An illustration of hero worship is found in the warped remembrance of Dr. Martin Luther King Jr. that still plagues our cultural imagination. This distortion was confronted in Twitter’s #ReclaimMLK tag during Dr. King’s holiday weekend. Contrary to popular belief, Dr. King’s cause was as reviled then as the Black Lives Matter movement is in present times.

Often missing from the mythic narrative surrounding Dr. King’s memory are his references to the “bad check” the US has written Black America, how he owned an arsenal of guns and approved of armed self-defense against white terrorism, his criticisms of white supremacy and white privilege, an initiative to aid economic justice for the poor, and his very pro-social justice views.

And that’s just one man. Consider all the other tainted, lesser known, or unknown stories.

This is why professor and former civil rights era activist Charles E. Cobb Jr. once said, “The way the public understands the civil rights movement can be boiled down to one sentence: Rosa sat down, Martin stood up, then the white folks saw the light and saved the day.”

Does this mean we do away with Black History Month right now and never look back? No, not really.

While Black history is part and parcel to US history and ought to be taught as such, we haven’t yet reached the point where this nation’s history is recognized in a more authentic and integrated way.

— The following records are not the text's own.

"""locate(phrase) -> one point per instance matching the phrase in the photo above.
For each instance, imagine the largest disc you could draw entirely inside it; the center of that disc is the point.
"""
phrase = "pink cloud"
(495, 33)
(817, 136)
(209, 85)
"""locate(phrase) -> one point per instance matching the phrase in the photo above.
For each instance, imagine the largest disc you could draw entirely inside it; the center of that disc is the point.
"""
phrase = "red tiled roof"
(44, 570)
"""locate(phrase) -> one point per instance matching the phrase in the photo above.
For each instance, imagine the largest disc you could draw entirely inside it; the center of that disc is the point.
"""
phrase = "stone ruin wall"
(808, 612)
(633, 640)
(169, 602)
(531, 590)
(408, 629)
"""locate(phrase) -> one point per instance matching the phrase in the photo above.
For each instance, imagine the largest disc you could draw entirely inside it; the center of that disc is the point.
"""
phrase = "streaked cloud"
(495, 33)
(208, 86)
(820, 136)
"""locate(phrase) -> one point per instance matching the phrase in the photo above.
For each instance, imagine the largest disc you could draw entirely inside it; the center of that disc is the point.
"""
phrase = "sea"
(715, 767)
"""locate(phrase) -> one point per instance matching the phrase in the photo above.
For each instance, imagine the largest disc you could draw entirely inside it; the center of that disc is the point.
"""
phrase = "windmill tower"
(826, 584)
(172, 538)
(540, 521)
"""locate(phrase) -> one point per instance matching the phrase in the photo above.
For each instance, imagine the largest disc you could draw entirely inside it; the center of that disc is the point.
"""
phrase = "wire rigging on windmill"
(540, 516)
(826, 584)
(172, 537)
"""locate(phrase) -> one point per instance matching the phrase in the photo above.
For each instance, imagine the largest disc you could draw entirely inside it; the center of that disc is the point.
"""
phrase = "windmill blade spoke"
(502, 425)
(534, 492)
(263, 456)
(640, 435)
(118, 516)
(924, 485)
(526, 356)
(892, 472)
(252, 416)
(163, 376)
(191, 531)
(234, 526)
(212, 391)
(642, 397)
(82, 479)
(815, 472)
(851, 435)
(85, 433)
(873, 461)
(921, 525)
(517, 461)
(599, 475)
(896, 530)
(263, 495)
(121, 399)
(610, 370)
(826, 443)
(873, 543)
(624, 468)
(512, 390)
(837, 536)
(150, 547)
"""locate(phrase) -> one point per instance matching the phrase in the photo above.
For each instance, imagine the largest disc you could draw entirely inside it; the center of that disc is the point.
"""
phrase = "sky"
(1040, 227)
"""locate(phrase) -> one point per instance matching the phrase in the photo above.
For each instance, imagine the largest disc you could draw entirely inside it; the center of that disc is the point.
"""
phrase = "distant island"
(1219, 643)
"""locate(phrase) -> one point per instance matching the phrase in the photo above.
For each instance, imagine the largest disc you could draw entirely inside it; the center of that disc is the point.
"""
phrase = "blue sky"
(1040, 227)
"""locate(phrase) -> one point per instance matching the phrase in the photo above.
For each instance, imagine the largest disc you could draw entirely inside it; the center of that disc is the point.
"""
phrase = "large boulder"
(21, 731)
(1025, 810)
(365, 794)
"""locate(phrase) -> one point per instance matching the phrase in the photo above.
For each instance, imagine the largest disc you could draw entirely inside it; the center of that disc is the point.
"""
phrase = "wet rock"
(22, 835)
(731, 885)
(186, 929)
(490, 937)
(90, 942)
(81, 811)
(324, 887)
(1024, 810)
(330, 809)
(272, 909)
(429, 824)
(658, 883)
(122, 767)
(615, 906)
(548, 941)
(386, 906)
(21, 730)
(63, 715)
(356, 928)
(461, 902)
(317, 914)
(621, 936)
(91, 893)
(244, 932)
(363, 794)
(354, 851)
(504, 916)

It’s difficult to achieve the goal of integration when everyday racism and anti-blackness propaganda leads to white-centered accounts of past events. I get why it’s become vogue in recent years but “post-racial America” is a fantasy we haven’t yet attained.

If we’re to one day do away with Black History Month—and I hope that day comes sooner rather than later—then understanding why the initiative got started helps. Next, we all must do our part to counteract the social disease of miseducation that greatly limits positive portrayals of blackness as well as the numerous times Blacks have impacted American culture and politics. Our influence on the direction and ethos of this nation includes our struggle against systemic degradation as well as the work of Black reformers, intellectuals, and educators.

The spirit of Black History Month should exist within school history curriculums to groom younger generations to be more socially aware. We need to promote critical examinations of a more unadulterated history. When educators, publishers, policy makers, and the media cease trying to deemphasize the role of slavery in the Civil War, reimagine slavery in more palatable ways, mischaracterize slaves’ complicity in their oppression, downplay the persistence of racism, require a “positive spin” on history, and dissolve anti-black media bias, then we can begin real talks of ending Black History Month.

This country must face its legacy of anti-black racism before systems that maintain anti-black racism can be demolished. Until then, the objective of Black History Month will remain confined to a twenty-eight day observation rather than function on a more extensive level permeating history classes, media depictions, and this country’s collective conscious.